[Coco] MM1 programmes

KnudsenMJ at aol.com KnudsenMJ at aol.com
Sat Nov 15 23:04:15 EST 2003


In a message dated 11/15/03 8:46:27 PM Eastern Standard Time, 
gene.heskett at verizon.net writes:

> I'd figured out a way to send some voices out one port, and 
>  the rest out the other.  Made for some weird stereo effects, and 
>  since neither of my keyboards take or output velocity, helped with 
>  the realism a bit.  El cheeepo casios.

Wow, dueling Casios!  The best I could do was to use the infamous "MIDI 
Y-cable" that Ed Hathaway made (or had Chris Hawkes making for him, ISTR).  This 
allowed the Coco rear serial port to drive two synths, even though the official 
MIDI spec said you shouldn't try to split the current loop that way.

Some of my better synths did have a MIDI Thru jack, so you could daisy-chain 
them in series.  But those early cheap Casios only received on the first 3 or 
4 MIDI channels, so in order to get different notes on each one, you would 
have to use two independent MIDI ports like you did.  Cool.

>  But try as I might, I was never able to open that pack for reading and 
>  I played the 500 monkeys scene for weeks trying to get something back 
>  from my keyboards without generating a single interrupt or data byte.

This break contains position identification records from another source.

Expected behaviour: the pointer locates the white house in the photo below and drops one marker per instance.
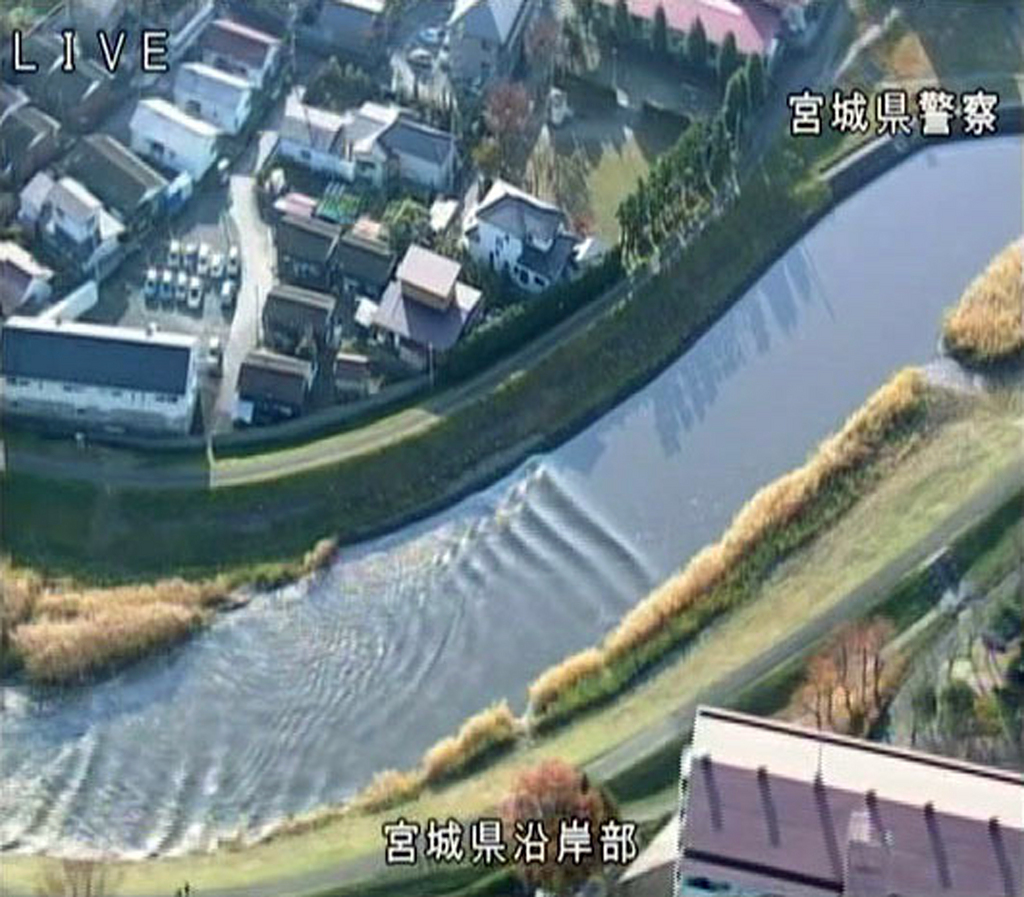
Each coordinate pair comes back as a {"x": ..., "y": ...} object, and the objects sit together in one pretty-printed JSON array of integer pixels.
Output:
[
  {"x": 77, "y": 226},
  {"x": 368, "y": 144},
  {"x": 514, "y": 232},
  {"x": 218, "y": 97},
  {"x": 96, "y": 376},
  {"x": 23, "y": 281},
  {"x": 174, "y": 138},
  {"x": 241, "y": 50}
]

I would gladly give away my old C and ML experiments in reading the Coco MIDI 
Pak under OS-9.  Some cute usage of such arcane notions as Data Modules and 
IPC for timing.  All of that worked, but when reading MIDI bytes, some would 
get dropped and some would get read twice (I think the duplicate bytes took the 
places of the dropped ones).

I used my own scan loop on the Received Data Ready status line, rather than 
try to write a real device driver and get interrupts vectored to me.  Also I 
don't know that I was able to disable the interrupt from the MIDI Pak, so I 
always suspected that maybe some OS9 driver was getting the interrupts and 
stealing bytes out of the ACIA before I got to them.

But on the MM/1, you could supposedly OPEN /MIDI for reading and get the 
bytes directly.  One reason I never tried was because I didn't want to play 500 
monkeys with a soldering iron, trying to find which of the 7 remaining pinson 
the DB9 connector were the MIDI inputs.  And their polarities.  All this while 
not knowing if your SW is working, or is it your HW wiring?  I just avoid 
situations like that.
--Mike K.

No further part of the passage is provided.